LV sessions are merged data between what is in the plug/http session store and what is provided by the :session option on live_session. The merged data is put on the html tags to be sent back by LV. It’s a bit unfortunate that LV calls that data in the html tag session given it’s technically completely unrelated to plug/http level session data.

This basically affects any data you’d get in mount/3s second parameter. So e.g. (not different to http level caching) needing to deal with logged in users would likely require the usage of the session.

Unless I’m terribly wrong, this is not the case: only data set via the :session attribute of a live_session is stored in the HTML, and not the session data from the cookie. I have the feeling you assume the websocket connection doesn’t include the cookie, which is wrong - it does. Hence the CSWH issue discussed in the blog post.

Let’s check it out after setting 1) session cookie data 2) setting live_session :default, session: %{"titi" => "toto"} do:

Rendered HTML div root liveview:

<div id="phx-F_F6hHTMdNAciQDC" data-phx-main data-phx-session="SFMyNTY.g2gDaAJhBXQAAAAIdwJpZG0AAAAUcGh4LUZfRjZoSFRNZE5BY2lRREN3B3Nlc3Npb250AAAAAW0AAAAEdGl0aW0AAAAEdG90b3cKcGFyZW50X3BpZHcDbmlsdwZyb3V0ZXJ3I0VsaXhpci5DYWNoZWFibGVMaXZldmlld3NXZWIuUm91dGVydwxsaXZlX3Nlc3Npb25oAncHZGVmYXVsdG4IAIiG5dqDevEXdwR2aWV3dytFbGl4aXIuQ2FjaGVhYmxlTGl2ZXZpZXdzV2ViLk1haW5MaXZlLkluZGV4dwlyb290X3ZpZXd3K0VsaXhpci5DYWNoZWFibGVMaXZldmlld3NXZWIuTWFpbkxpdmUuSW5kZXh3CHJvb3RfcGlkdwNuaWxuBgD5DpazkQFiAAFRgA.mhCxhz3RtfaIh7TRDV1I55h2Ra8h4o5060cFCL_x8RE" data-phx-static="SFMyNTY.g2gDaAJhBXQAAAADdwJpZG0AAAAUcGh4LUZfRjZoSFRNZE5BY2lRREN3BWZsYXNodAAAAAB3CmFzc2lnbl9uZXdqbgYA-g6Ws5EBYgABUYA.M75Zd_M-hrnOsnCrWy15ZFFKwzUJrwkJtX9dXg_iow4"><header class="relative top-0 right-0 left-0 p-1 bg-gray-100">

Decoding both values:

iex(17)> data_phx_session |> String.split(".") |> Enum.map(&Base.url_decode64!(&1, padding: false)) |> Enum.drop(1) |> Enum.take(1) |> Enum.map(&:erlang.binary_to_term/1)
[
  {{5,
    %{
      id: "phx-F_F6hHTMdNAciQDC",
      session: %{"titi" => "toto"},
      parent_pid: nil,
      router: CacheableLiveviewsWeb.Router,
      live_session: {:default, 1725294838991390344},
      view: CacheableLiveviewsWeb.MainLive.Index,
      root_view: CacheableLiveviewsWeb.MainLive.Index,
      root_pid: nil
    }}, 1725294841593, 86400}
]
iex(18)> data_phx_static |> String.split(".") |> Enum.map(&Base.url_decode64!(&1, padding: false)) |> Enum.drop(1) |> Enum.take(1) |> Enum.map(&:erlang.binary_to_term/1)
[
  {{5, %{id: "phx-F_F6hHTMdNAciQDC", flash: %{}, assign_new: []}},
   1725294841594, 86400}
]

There’s no trace of session (cookie) data, only the values set by the :session option of the live session.

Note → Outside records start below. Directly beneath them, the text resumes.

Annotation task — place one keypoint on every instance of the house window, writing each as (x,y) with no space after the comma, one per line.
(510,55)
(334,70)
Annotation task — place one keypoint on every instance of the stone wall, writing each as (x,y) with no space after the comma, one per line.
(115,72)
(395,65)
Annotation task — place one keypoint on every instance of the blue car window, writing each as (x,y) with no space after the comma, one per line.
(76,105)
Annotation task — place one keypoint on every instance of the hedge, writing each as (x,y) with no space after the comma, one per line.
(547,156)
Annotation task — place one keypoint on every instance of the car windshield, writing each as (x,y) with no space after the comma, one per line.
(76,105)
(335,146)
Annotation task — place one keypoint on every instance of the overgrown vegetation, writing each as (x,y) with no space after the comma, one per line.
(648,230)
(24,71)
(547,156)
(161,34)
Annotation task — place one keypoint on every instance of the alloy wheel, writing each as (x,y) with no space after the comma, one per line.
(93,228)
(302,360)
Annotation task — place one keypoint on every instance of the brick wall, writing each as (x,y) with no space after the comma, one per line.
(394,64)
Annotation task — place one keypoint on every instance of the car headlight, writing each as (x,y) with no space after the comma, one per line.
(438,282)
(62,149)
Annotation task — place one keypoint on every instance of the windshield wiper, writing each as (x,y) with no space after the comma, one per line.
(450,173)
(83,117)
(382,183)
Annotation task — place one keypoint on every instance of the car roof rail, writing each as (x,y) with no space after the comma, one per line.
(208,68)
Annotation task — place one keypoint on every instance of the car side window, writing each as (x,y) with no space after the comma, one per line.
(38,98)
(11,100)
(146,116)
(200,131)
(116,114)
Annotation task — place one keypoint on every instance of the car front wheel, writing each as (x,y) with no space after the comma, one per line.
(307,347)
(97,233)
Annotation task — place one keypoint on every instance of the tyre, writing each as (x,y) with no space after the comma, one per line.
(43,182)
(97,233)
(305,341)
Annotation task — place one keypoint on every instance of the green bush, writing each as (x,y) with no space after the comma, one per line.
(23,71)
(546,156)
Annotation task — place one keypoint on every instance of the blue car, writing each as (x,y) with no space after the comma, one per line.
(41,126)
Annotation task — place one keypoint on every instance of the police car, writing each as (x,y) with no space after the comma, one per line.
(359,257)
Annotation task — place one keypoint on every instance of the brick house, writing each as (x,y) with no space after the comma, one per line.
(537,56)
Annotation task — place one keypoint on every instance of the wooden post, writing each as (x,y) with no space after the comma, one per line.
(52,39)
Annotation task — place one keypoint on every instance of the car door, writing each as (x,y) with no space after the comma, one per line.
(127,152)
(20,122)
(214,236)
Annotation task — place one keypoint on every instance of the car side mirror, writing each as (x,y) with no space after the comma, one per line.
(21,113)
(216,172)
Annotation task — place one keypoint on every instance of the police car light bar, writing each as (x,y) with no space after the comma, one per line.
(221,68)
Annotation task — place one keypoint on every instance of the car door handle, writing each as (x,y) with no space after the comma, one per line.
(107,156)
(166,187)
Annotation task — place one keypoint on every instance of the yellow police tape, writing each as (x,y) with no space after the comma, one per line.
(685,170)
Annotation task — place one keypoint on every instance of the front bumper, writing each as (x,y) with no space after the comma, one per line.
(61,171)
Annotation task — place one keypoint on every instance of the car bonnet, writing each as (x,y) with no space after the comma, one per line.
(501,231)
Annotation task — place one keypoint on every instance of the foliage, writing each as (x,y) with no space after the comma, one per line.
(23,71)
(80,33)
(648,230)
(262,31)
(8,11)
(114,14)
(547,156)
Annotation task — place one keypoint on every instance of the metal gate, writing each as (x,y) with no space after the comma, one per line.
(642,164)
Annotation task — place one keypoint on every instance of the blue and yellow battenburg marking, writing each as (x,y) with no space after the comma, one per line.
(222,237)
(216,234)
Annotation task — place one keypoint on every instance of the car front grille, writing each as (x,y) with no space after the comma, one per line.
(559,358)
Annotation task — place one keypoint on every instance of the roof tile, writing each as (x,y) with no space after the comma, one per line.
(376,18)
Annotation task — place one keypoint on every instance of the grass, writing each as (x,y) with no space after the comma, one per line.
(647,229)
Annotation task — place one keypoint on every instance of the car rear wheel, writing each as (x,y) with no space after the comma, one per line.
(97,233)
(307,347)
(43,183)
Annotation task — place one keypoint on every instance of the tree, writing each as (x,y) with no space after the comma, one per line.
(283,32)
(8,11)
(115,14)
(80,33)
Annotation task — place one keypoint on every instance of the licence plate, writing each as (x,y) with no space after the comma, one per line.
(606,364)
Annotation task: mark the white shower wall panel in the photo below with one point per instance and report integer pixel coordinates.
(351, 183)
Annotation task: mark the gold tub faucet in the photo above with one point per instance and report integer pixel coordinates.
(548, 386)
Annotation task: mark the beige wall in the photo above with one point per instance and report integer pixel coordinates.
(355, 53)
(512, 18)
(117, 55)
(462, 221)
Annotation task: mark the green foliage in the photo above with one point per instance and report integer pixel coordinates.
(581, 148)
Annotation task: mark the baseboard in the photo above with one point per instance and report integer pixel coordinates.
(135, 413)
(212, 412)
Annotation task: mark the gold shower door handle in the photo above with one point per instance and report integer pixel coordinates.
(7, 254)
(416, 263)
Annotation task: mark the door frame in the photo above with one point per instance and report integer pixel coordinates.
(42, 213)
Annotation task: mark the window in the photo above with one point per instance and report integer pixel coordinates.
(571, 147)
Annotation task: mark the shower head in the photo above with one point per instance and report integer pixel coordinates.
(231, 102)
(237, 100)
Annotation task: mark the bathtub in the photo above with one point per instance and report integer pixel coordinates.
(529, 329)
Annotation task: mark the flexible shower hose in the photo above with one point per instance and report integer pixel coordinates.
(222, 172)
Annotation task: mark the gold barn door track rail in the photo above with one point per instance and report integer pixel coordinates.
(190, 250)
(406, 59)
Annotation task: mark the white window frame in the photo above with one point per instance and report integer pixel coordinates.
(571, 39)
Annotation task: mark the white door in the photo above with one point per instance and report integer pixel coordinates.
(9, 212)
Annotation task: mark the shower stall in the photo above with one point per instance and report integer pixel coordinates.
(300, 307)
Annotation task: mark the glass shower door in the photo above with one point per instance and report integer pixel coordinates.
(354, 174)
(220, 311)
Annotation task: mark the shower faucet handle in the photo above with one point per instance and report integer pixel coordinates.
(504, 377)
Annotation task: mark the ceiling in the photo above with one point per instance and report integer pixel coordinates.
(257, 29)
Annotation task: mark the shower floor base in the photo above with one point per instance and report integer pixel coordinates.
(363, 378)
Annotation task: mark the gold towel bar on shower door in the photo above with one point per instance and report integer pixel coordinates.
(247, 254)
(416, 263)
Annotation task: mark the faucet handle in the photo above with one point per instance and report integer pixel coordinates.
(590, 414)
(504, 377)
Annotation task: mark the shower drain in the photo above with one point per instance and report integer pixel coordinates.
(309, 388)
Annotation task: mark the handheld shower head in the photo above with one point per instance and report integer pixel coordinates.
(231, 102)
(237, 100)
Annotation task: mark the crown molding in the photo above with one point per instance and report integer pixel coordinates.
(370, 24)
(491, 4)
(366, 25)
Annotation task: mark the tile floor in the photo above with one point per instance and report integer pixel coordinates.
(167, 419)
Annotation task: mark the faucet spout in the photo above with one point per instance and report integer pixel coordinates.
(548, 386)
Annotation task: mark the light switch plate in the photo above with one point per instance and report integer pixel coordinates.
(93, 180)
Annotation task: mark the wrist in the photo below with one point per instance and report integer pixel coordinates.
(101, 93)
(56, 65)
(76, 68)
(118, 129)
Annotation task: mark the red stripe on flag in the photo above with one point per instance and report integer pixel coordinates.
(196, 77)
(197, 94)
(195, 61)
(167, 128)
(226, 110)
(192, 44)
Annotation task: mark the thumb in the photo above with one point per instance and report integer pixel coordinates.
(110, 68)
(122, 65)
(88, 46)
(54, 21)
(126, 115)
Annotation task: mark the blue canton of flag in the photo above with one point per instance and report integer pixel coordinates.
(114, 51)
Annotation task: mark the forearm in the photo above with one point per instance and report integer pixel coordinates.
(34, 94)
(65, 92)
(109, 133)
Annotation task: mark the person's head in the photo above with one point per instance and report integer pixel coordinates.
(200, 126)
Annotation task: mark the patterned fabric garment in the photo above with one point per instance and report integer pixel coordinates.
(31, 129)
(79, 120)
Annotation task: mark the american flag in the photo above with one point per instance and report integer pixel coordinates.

Seems like I got the actual implementation mixed up with how it works conceptually and what you eventually get in mount/3. But at least in the current implementation of socket you still need a csrf token to get access to the cookie. Iirc earlier versions didn’t allow that at all.

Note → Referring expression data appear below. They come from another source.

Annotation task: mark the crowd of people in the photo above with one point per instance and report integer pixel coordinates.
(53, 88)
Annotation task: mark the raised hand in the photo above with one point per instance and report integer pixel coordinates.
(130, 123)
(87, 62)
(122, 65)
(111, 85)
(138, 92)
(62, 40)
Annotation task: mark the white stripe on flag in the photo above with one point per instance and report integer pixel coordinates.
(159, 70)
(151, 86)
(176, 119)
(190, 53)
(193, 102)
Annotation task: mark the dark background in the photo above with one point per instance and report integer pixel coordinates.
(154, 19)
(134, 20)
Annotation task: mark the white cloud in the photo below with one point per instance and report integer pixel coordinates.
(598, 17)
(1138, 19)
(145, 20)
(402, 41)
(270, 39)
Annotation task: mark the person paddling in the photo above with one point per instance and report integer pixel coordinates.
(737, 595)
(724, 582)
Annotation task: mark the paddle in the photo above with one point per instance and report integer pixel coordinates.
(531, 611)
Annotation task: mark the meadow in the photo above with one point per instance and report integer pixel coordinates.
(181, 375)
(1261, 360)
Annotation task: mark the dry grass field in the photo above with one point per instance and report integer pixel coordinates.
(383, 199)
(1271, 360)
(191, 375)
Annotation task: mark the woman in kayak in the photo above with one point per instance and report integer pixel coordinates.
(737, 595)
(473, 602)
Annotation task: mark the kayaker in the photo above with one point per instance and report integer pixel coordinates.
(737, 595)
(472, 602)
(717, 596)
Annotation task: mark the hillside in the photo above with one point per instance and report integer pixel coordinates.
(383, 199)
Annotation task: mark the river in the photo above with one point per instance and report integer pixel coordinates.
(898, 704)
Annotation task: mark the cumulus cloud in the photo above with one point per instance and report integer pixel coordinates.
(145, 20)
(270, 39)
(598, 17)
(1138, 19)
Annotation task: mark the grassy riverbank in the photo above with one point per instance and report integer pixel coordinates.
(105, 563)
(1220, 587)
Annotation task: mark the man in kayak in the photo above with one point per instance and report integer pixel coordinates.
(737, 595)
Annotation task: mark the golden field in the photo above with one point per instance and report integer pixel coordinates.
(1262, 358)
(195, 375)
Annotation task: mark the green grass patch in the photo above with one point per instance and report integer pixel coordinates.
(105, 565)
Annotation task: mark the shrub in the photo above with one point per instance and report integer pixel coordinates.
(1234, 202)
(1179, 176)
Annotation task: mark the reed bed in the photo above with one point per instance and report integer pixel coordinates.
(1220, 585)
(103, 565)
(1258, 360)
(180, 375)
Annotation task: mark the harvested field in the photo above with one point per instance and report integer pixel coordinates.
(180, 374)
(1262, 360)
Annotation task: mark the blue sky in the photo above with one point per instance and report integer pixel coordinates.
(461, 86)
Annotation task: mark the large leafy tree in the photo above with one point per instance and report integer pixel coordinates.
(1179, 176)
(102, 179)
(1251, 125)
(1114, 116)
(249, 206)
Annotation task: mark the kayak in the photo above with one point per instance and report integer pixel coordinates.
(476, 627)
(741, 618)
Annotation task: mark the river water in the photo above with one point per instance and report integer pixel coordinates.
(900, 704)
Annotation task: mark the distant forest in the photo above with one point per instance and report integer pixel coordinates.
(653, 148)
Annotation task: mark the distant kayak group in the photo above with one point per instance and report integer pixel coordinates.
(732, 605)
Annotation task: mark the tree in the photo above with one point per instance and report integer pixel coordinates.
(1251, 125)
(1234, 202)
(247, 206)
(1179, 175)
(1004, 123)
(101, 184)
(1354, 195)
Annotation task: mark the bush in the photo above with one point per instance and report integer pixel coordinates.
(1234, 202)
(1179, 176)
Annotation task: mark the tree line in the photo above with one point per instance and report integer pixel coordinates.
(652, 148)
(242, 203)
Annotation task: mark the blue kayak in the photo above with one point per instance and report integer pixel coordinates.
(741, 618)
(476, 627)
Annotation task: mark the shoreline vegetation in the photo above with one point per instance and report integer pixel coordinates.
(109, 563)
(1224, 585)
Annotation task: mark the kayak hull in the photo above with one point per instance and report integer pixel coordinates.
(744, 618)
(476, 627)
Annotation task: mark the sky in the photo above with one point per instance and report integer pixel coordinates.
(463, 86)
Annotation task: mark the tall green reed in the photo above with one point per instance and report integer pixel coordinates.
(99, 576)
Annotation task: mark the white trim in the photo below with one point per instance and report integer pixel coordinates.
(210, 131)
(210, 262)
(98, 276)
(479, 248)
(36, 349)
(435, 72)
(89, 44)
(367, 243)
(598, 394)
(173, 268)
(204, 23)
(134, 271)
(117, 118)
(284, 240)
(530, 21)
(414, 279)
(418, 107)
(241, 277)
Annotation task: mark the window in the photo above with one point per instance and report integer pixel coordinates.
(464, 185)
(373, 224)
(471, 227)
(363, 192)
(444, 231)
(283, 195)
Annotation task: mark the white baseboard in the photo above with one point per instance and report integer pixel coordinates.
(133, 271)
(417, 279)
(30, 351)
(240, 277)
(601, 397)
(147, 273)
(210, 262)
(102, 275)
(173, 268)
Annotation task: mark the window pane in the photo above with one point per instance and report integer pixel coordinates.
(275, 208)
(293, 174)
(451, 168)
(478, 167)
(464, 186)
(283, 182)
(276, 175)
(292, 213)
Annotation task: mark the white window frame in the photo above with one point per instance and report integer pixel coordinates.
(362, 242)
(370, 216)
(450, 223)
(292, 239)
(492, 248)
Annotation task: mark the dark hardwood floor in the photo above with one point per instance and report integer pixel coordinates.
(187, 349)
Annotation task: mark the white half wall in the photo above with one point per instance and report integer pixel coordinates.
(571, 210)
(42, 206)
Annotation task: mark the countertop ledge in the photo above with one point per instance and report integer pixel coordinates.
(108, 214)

Here we go with the second part: Caching Liveviews - Part 2: Publicly caching private Liveviews

Screenshot from 2024-09-04 16-45-11798×596 34.2 KB

(cc @onnimonni )

Happy hacking!

PR created: Add `check_csrf` option to socket transport options by tanguilp · Pull Request #5952 · phoenixframework/phoenix · GitHub

Feel free to comment, improve the idea.

The PR has been merged Thanks to the Phoenix team The new option will be available as of Phoenix 1.7.15

I’ve updated the instructions and the demo app.

Happy caching!

Nice. I was thinking of a static site generator for the static part so the initial pages can be on a CDN (and socket activated on first interaction?). Seems this lib and the enhancement it brought to the core makes a good base.

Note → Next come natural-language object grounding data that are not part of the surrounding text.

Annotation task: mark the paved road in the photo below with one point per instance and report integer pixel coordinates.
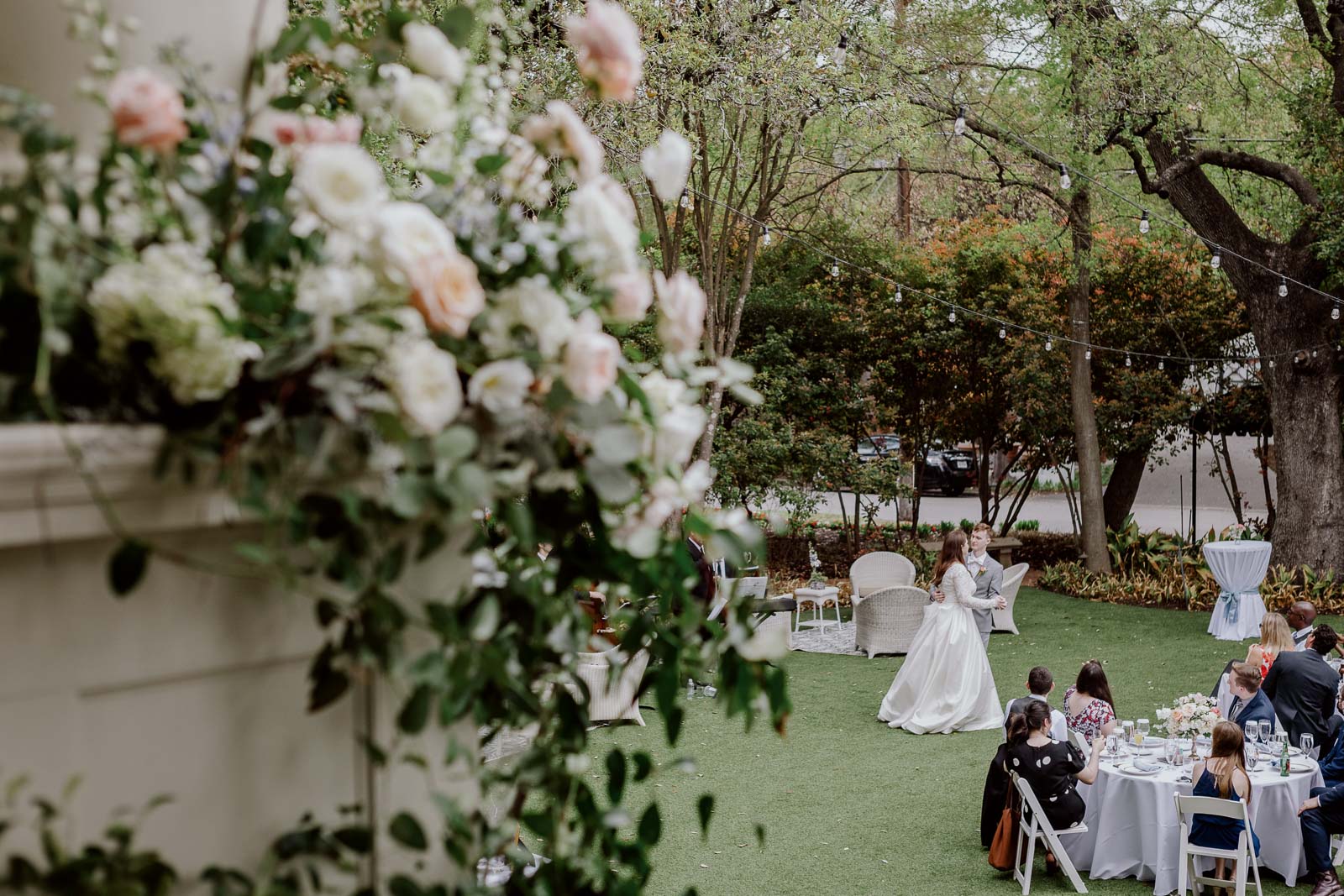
(1159, 504)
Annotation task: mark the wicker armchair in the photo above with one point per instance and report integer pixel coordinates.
(611, 699)
(886, 621)
(879, 570)
(1008, 591)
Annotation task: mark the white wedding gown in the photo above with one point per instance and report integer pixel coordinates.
(945, 684)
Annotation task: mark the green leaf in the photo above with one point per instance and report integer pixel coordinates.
(615, 775)
(651, 826)
(407, 832)
(416, 711)
(705, 806)
(128, 566)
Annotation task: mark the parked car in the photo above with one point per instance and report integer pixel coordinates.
(948, 470)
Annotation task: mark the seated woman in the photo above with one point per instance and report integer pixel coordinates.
(1088, 705)
(1222, 775)
(1276, 637)
(1050, 766)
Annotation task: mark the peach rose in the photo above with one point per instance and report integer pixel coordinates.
(147, 110)
(447, 291)
(606, 47)
(591, 360)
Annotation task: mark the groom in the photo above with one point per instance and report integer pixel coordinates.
(988, 575)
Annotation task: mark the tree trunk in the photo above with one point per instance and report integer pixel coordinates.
(1124, 486)
(1093, 521)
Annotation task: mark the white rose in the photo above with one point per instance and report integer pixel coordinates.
(679, 430)
(501, 385)
(632, 293)
(423, 380)
(602, 238)
(682, 308)
(340, 183)
(430, 51)
(591, 360)
(562, 134)
(423, 105)
(667, 164)
(407, 233)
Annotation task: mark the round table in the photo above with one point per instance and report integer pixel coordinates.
(1240, 567)
(1133, 832)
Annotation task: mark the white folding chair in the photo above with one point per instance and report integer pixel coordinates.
(1079, 741)
(1243, 855)
(1037, 826)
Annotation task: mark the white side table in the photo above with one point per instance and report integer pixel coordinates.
(816, 597)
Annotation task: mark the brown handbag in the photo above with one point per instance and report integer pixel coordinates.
(1003, 849)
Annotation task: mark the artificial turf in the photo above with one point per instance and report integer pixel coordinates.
(851, 806)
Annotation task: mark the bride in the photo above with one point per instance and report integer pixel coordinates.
(945, 683)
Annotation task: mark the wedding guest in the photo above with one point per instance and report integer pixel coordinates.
(1249, 701)
(1222, 775)
(1052, 768)
(1039, 685)
(1276, 637)
(1303, 687)
(1319, 817)
(1088, 703)
(1300, 618)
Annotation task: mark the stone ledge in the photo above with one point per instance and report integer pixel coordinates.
(44, 499)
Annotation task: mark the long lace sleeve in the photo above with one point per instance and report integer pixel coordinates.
(965, 589)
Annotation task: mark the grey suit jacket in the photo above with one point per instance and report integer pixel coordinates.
(988, 584)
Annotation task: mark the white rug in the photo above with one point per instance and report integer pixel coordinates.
(830, 640)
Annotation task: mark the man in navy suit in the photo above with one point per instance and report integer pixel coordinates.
(1249, 701)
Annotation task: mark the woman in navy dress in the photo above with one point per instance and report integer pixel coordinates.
(1222, 775)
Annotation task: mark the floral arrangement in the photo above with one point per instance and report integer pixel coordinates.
(401, 359)
(1193, 716)
(1241, 532)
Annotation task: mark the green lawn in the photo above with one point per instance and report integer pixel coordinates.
(851, 806)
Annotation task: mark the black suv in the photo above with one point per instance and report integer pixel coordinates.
(948, 470)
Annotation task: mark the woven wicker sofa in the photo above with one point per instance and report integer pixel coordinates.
(886, 621)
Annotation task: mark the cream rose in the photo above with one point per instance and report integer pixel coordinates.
(591, 360)
(147, 110)
(667, 164)
(447, 291)
(682, 308)
(606, 49)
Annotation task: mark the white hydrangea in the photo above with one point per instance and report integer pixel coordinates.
(172, 298)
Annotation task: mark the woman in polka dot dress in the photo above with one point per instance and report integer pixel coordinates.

I guess if you can tell your CDN to browse your sitemap then you can cache your pages this way. I was thinking of warming locally the cache by simulating user requests using something like Invoke Phoenix endpoint programmatically at runtime. Will probably write a blog post about it.

By the way, if you’re using a cloud application platform (Gigalixir, render, fly.io…) and your users are always near one of your servers, then maybe you no longer need a CDN to cache pages. It’d be interesting to make measures and have feedback about it.